Smith also warns about the impact ransomware could have, with threats of a Distributed Denial of Service (DDoS) attack used as a triple extortion or to contact the organisation's customers as a quadruple extortion.
He explains: “With previous ransomware, the impact was downtime or unavailable data. With double, triple and even quadruple-extortion, organisations are being pushed from corrective controls centred on asset and data availability, such as backup and recovery, to detective and preventive controls focused on integrity and confidentiality. We are essentially being forced to adapt again and again to attacker behaviour – the threat landscape requires constant evolution.”
To move forward and ensure organisations are well protected, IT departments must be able to maintain proficient security protocols or policies for years to come. To ensure this is done well, IT security staff should be increased with sufficient training.
“It does not help that the salaries on offer are relatively low when compared to the wider industry. Cybersecurity is not an area that can afford to be cut back on in this increasingly digital world, especially when it comes to something as important as medical records or legal history with our personal information,” says Cullen.
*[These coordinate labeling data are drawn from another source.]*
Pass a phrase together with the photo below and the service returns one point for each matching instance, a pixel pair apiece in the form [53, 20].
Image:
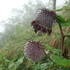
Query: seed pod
[44, 21]
[34, 51]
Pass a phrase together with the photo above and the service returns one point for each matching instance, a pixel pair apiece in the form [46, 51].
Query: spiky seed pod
[34, 51]
[44, 21]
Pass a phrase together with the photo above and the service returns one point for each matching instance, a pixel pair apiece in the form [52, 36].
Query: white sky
[6, 7]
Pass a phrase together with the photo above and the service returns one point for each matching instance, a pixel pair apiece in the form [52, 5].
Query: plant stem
[62, 39]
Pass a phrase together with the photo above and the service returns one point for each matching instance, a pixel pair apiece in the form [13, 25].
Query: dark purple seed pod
[34, 51]
[44, 20]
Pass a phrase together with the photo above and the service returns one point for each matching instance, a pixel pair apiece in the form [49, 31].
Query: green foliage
[17, 34]
[60, 61]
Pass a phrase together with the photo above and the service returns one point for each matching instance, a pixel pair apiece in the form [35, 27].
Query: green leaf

Concluding, Smith notes: “Ransomware attacks have grown in such significance that the question is no longer if an organisation will be targeted, but when. Leaders must recognise by now the importance of educating all employees on basic security – not just leaving it to dedicated-security staff – especially given how many major breaches stem from ignorance not malice. For their own protection, companies must assume that, with insider threats, as with any security risk, compromise is a matter of when and not if.
“Moving forward, leaders should start by implementing a multi-layered security approach. This includes having a thorough, planned approach to software patch updates and fixes, carrying out frequent vulnerability and penetration testing, as well as ensuring regular updates to data backup systems are made. Once these basics are in place, enterprises should also implement reliable distributed denial of service (DDoS) network protection, along with phishing prevention.”
Vmware’s Kellerman concludes by adding “In our research, 81% of businesses now have an active threat hunting programme to prepare for breaches not yet uncovered. Despite this, there’s more to be done. Organisations must prioritise investment in securing cloud workloads at every point in the security lifecycle to shield against future ransomware attacks.”